Menikahlah sahabatku.
Di dalamnya ada sunnah yang berpahala. Selepas menikah secara syah sebagaimana disyariatkan oleh Rasulullah Shallallahu ‘alaihi wa Sallam, apa yang awalnya haram menjadi halal dan berkah dalam pernikahan. Sesuatu yang dulunya terlarang, bahkan menjadi sesuatu yang digemari dan berpahala, meski amalan itu nampak sederhana dalam kaca mata keumumuman.
Sahabatku, menikahlah.
Sebab Nabi yang mulia dan terjamin surga atasnya pun, menikah dengan niat ibadah. Menikahlah untuk meneladani beliau, sebagai wujud mennghidupkan sunnahnya. Sebab, siapa yang hidupkan sunnah Nabi, maka ia tercatat sebagai umat yang mencintainya. Dan siapa yang mencintainya, kelak akan bersama di surga-Nya. Bahagianya…
Sahabatku,
Jika belum menemukan calon yang kelak hidupkan hari-harimu dengan keceriaan dan isnspirasi, maka mintalah ia pada yang Maha Memiliki hati manusia. Sampaikan pada-Nya, bahwa kau butuh pendamping untuk semakin mendekat kepada-Nya. Katakan, bahwa kau sungguh-sungguh hendak menyempurnakan separuh agama dengan menikah. Sampaikan, dengan sepenuh hati dan setulus cinta. Sebab, Dia Maha Mendengar pinta hamba-hamba-Nya.

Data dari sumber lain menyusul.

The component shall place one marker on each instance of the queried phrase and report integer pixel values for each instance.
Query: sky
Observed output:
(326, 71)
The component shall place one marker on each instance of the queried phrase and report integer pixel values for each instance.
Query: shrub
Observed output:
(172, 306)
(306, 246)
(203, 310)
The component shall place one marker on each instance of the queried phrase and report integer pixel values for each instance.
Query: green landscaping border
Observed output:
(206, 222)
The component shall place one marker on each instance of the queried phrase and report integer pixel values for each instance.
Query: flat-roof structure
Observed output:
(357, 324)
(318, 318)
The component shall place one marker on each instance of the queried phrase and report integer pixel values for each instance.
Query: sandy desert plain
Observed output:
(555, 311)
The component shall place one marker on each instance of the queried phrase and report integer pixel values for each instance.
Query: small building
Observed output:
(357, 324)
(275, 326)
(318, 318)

Lantas, siapkan dan layakkan diri untuk menyambut kedatangannya. Jika lelaki, siapkan diri dengan tanggung jawab dunia dan akhirat. Karena setelah akad, amanah istrimu adalah tanggung jawabmu, bukan lagi tanggung jawab orang tuanya. Bagi perempuan, siapkan diri dengan ketaatan dalam kebaikan. Sebab baktimu kepada suami adalah jalan yang Dia berikan untukmu memasuki surga-Nya.
Menikahlah saudaraku.
Minimal, dengan kesungguhanmu dalam mengupayakannya. Jika ternyata belum berjodoh, dan upayamu telah maksimal, bukankah Dia Maha Mengetahui mana yang terbaik untuk hamba-hamba-Nya?
Apalagi, tak semua manusia bisa merasakan nikmat menikah. Nikmat hidup berdua dengan orang yang awalnya asing, namun menjadi tanggunganmu, dan kelak akan dimintai pertanggung jawabannya. Maknanya, jika pasanganmu bertambah baik selepas hidup bersamamu, bagimu kebaikan dunia dan akhirat. Begitupun sebaliknya.

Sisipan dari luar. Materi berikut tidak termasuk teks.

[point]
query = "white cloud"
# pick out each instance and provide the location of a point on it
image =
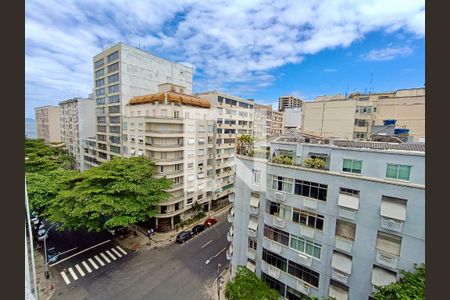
(387, 53)
(234, 45)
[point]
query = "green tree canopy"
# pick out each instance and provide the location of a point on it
(119, 192)
(247, 286)
(411, 286)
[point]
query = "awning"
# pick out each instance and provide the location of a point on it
(382, 277)
(251, 266)
(338, 293)
(342, 263)
(253, 223)
(348, 201)
(254, 202)
(392, 208)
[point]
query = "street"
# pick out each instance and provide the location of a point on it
(178, 271)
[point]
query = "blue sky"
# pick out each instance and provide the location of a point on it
(257, 49)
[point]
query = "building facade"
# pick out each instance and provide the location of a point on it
(336, 231)
(352, 117)
(77, 123)
(120, 73)
(289, 102)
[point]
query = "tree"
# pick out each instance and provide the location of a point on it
(247, 286)
(410, 286)
(119, 192)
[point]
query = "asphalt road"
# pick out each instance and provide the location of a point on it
(174, 272)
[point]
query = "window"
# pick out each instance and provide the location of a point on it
(275, 260)
(280, 183)
(311, 189)
(113, 78)
(303, 273)
(113, 67)
(400, 172)
(352, 166)
(256, 176)
(305, 246)
(113, 56)
(308, 218)
(276, 235)
(113, 88)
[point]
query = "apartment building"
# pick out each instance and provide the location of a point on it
(176, 131)
(47, 123)
(234, 118)
(289, 102)
(77, 122)
(336, 231)
(352, 117)
(120, 73)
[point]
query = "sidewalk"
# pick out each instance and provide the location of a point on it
(160, 240)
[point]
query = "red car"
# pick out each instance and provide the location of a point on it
(210, 221)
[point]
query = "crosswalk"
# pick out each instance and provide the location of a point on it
(89, 265)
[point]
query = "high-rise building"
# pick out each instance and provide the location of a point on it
(352, 117)
(336, 229)
(48, 124)
(176, 131)
(77, 117)
(120, 73)
(289, 102)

Karenanya, luruskan niat; sebelum, ketika, dan setelah menikah. Sebab lurusnya niat adalah jaminan kebahagiaan dan keberkahan. Tentunya, niat benar yang menggerakkan pelakunya untuk menambah ilmu, belajar banyak kompetensi kehidupan, dan kesungguhan untuk membimbing pasangannya menuju tingkatan hidup yang lebih baik; bukan di mata manusia, tetapi dalam penialaian Allah Ta’ala.

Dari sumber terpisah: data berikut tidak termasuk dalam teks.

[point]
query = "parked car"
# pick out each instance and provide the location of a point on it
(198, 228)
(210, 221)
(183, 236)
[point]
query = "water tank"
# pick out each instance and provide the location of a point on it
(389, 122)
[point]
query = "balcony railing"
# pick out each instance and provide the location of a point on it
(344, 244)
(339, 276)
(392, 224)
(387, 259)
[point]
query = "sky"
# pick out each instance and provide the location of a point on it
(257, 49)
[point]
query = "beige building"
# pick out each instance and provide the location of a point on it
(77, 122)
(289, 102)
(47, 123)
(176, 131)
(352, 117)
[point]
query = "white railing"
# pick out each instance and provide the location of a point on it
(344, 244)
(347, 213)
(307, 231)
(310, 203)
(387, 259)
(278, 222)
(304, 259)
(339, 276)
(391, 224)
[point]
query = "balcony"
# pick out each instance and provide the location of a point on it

Maka, jangan lepaskan dimensi ibadah dalam pernikahan. Sebab itu ruhnya. Dan, ingat satu hal; setan tak akan membiarkanmu. Baik ketika kau mulai berniat menikah, maupun setelah kau menjalaninya. Karenanya, dalam pernikahan ada ujian yang amat berat dan tak bisa didapati oleh mereka yang belum menikah.
Saudaraku, yakinlah bahagia dengan pasanganmu. Sampaikan harap pada Tuhan kita, agar Dia kurniakan nikmat menikah kepadamu. Sebab, itulah nikmat yang kelak menjadi kesukaan penghuni surga. Kenikmatan yang tak tergambar dalam pikiran, belum pernah terbersit dalam angan.
Menikahlah, meski sekali seumur hidupmu. [Pirman]
4 Comments
Comments are closed.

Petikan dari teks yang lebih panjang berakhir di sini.